Peloton’s Hannah Corbin Talks About Living With Hashimoto’s Disease

Hannah Corbin, a Peloton instructor, wondered why she was so tired. Her experience as a professional dancer allowed her to teach back-to-back fitness classes.

Corbin told TODAY, “I fell asleep on the subway coming home from work and completely missed my stop. It didn’t make sense because I was sleeping 10 to 12 hours a night.”

She had never felt such exhaustion before. She was able to tackle the Peloton classes without any problems – “I was running on pure adrenaline,” but she dropped out of extracurricular activities.

Moreover, she was forced to cancel her plans with friends.

Corbin revealed, “Every second was a battle to stay awake. It was like sandbags were coming down over my eyes.”

Corbin, who follows a clean, anti-inflammatory diet, also gained 15 pounds, seemingly nowhere.
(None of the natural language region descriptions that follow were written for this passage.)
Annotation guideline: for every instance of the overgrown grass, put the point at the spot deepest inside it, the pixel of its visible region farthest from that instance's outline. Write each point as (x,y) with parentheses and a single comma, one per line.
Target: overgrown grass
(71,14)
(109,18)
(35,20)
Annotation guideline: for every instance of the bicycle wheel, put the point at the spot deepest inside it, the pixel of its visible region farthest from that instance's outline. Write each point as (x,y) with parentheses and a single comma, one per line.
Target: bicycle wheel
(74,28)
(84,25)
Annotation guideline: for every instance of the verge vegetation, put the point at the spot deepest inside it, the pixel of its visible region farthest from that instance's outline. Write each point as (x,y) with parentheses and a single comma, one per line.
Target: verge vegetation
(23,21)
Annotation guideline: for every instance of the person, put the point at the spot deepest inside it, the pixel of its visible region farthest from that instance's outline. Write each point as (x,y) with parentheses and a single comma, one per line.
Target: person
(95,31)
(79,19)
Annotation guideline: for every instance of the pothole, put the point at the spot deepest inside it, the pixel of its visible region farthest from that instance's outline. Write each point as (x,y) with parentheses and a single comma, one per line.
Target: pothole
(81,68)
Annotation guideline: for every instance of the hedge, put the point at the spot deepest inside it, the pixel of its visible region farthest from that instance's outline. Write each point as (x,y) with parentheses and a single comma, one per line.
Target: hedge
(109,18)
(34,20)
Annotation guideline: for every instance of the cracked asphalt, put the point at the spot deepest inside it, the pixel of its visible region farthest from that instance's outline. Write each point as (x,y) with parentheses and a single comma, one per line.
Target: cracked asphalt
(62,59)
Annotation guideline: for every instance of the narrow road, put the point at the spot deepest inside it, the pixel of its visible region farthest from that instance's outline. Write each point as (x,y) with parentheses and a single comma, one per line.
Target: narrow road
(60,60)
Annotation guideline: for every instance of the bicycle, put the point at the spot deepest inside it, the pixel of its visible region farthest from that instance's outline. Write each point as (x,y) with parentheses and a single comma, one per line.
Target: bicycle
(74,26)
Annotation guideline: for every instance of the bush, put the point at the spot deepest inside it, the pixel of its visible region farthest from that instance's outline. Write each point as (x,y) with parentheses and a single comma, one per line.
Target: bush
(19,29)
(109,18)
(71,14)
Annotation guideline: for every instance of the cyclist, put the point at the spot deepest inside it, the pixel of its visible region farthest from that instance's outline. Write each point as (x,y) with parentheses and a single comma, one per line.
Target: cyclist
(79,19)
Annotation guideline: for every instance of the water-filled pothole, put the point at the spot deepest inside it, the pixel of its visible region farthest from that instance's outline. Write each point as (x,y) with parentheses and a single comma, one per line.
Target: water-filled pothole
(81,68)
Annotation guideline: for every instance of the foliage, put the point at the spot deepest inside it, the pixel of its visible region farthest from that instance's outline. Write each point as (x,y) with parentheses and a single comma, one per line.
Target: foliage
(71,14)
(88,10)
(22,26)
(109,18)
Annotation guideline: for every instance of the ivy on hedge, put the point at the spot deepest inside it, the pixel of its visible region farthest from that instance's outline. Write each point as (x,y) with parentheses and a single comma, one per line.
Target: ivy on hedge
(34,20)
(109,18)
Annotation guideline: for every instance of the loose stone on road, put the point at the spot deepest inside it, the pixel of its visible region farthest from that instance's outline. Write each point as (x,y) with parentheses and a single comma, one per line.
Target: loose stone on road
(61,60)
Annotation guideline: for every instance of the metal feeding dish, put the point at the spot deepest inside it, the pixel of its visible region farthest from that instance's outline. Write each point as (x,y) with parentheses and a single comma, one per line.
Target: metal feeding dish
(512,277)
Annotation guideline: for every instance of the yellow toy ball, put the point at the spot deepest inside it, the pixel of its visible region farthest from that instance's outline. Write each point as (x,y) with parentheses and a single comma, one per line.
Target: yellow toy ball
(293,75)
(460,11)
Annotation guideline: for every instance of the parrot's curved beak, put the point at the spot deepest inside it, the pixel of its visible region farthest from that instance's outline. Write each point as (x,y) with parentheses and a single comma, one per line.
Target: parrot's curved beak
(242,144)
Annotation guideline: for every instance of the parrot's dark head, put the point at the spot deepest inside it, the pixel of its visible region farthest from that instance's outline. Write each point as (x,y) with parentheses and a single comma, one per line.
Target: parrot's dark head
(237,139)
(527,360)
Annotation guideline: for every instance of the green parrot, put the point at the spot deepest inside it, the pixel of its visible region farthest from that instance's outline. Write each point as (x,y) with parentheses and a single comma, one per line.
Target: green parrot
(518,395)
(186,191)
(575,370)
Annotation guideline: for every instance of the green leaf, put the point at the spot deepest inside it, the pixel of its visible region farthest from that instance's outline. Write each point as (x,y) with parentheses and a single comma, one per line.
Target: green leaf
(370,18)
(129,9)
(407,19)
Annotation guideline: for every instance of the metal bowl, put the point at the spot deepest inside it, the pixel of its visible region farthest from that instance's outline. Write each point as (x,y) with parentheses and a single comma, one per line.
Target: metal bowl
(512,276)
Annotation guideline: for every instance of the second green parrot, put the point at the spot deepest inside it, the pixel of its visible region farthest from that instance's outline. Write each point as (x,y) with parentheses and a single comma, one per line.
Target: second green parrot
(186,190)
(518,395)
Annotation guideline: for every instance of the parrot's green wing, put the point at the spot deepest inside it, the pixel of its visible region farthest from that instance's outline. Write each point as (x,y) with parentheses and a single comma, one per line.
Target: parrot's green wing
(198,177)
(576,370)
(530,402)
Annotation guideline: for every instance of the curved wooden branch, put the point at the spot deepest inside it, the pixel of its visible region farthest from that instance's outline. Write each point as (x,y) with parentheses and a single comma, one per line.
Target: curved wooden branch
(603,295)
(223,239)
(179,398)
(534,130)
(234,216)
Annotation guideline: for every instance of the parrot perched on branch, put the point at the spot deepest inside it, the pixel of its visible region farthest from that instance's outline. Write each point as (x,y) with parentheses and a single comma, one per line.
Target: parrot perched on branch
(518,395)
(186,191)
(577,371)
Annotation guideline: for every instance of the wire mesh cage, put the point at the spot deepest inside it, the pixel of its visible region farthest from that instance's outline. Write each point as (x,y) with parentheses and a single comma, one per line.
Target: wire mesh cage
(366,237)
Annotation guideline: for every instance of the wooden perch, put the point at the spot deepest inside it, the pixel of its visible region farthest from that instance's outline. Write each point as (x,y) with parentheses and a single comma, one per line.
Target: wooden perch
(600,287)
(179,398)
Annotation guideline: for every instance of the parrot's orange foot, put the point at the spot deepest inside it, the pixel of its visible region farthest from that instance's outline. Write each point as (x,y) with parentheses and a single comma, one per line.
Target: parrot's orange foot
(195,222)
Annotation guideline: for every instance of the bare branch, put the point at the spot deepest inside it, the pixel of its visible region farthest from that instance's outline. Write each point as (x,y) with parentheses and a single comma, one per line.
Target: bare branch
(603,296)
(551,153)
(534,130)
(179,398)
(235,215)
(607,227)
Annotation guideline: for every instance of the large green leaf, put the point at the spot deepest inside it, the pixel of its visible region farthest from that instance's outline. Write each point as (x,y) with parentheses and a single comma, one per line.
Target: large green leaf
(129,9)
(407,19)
She described her entire body as “feeling swollen.”

She recalled, “That is when I knew something was wrong.”

Corbin was diagnosed with Hashimoto’s disease less than a year after her symptoms first appeared, an autoimmune disease in which the immune system attacks the thyroid gland causing fatigue and weight gain.

Dr. Erik Alexander, head of the thyroid section, said Hashimoto’s disease can strike anyone at any age but is more common in older individuals.

Women are also more likely to suffer from this illness than men. It can be detected through blood tests.

According to Alexander, the hallmark symptoms of this illness are fatigue, weight gain, and constipation. There are also less common symptoms, such as changes in menstrual cycles and thinning hair.

Alexander said there is no cure for Hashimoto’s disease, but it can be treated effectively with a once-daily medication.

Corbin visits an endocrinologist every six months to check her levels but feels more robust.

She said, “I hope that this medicine and my bodywork with one another. I feel like me again.”